Grace smiles faintly, her eyes still closed. ‘This wasn’t what you were expecting from me, was it?’

‘What do you mean?’

‘The house. It’s pretty darn shabby.’

‘Well.’ It’s hard to pretend otherwise. ‘Yeah.’

‘The same lady who owned it when I was a kid owns it now. She only rents to a couple of people. It’s a treasure. A hidden gem.’ She laughs, the sound raspy. ‘I’m glad she hasn’t changed it.
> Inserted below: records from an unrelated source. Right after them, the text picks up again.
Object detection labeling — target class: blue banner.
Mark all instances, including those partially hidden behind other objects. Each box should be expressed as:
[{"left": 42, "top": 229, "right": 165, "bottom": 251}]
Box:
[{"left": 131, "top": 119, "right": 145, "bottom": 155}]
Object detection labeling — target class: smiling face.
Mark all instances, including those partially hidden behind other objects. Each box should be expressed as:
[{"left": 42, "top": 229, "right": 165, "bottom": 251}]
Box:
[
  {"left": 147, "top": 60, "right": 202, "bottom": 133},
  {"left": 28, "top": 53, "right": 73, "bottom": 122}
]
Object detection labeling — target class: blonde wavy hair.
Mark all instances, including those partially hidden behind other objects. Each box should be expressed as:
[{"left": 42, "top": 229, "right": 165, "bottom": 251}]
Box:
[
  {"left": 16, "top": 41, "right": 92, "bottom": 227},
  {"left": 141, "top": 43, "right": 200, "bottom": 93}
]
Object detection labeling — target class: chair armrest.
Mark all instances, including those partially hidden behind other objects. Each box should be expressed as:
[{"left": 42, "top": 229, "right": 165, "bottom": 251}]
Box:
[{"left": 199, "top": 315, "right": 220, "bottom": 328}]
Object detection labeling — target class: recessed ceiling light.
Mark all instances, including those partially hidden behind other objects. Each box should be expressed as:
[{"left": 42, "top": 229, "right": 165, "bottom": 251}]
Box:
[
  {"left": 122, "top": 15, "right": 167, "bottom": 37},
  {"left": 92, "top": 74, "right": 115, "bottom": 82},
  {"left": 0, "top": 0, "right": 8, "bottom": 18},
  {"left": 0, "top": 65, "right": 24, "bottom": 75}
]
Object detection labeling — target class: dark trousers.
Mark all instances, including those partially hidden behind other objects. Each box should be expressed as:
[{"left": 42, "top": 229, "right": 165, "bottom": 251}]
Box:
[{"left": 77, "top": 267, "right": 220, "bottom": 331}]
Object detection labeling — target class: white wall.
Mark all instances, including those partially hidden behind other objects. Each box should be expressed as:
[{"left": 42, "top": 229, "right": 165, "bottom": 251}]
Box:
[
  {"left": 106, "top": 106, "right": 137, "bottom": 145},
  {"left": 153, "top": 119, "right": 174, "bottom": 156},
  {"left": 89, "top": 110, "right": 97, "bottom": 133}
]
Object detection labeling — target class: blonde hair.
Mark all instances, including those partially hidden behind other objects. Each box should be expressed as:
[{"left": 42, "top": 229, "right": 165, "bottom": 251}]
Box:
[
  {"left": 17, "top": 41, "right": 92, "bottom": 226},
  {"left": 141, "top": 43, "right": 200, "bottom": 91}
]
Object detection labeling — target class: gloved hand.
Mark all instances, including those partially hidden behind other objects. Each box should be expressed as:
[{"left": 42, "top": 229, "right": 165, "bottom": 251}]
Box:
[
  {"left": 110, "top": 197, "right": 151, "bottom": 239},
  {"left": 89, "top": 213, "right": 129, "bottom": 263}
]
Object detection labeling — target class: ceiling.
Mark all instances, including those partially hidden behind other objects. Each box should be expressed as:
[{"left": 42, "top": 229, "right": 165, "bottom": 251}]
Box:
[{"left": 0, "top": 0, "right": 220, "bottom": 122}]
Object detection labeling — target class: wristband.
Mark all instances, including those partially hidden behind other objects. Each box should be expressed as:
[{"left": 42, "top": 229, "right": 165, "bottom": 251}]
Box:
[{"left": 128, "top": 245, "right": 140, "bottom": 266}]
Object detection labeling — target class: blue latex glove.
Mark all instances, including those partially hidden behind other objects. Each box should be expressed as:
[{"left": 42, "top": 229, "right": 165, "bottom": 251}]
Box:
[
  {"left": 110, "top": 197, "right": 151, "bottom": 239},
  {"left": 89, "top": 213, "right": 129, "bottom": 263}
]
It helps me remember.’ She opens her eyes and looks around at the faded furniture, the dusty seashells on the bookshelf, the local hardware’s calendar from 2015 that is still tacked up on the kitchen wall. ‘I love this place,’ she says softly. ‘I’ve always loved it. When I was a child, it was the only place I felt safe. Where death couldn’t touch me.’ She glances at me, her expression wry. ‘Do you suppose that’s true now?’

‘What do you mean by that?’ I ask. ‘That death couldn’t touch you?’

‘Because when my dad and I came here, we felt safe. Cocooned. My mother came too, for those first few years, but she felt different here. It was almost like it was magic.’ She pauses, her gaze faraway. ‘I think I’ve told you about my mom, how she was diagnosed with breast cancer when I was seven, and then died when I was fourteen. It overshadowed my whole childhood. My whole life, really.’ She sighs and leans her head back against the chair. ‘And here it is, playing out again, except Isaac is so much worse off than I was.’ Her voice chokes and she takes a shuddery breath. ‘He doesn’t have my dad.’

There’s so much love and grief in her voice that I feel compelled to say, ‘Tell me about him.’

‘Oh, Heather.’ She sighs, the sound still shuddery. ‘He was such an amazing man, so funny and gentle and kind. I know it’s easy to memorialize people after they’re dead, although God knows who will do that for me.’ She shakes her head. ‘But in his case it’s all true. He took care of me when my mom was sick, and he was my rock after she was gone. We did everything together.’

Her gaze turns distant, thoughtful. ‘Sometimes I wonder if he did too much for me. I depended on him so much. And I missed him so much. Maybe if he hadn’t been such a huge influence in my life, I would have had more friends. More boyfriends. A husband, even.’ She shrugs. ‘But who knows? Maybe I wouldn’t have, because I’ve known what it’s like to lose someone, and it hurts.’ She draws a quick breath. ‘I hate that Isaac is going to know that too, and worse than I ever did.’ Her expression closes down then, and I wish I could comfort her.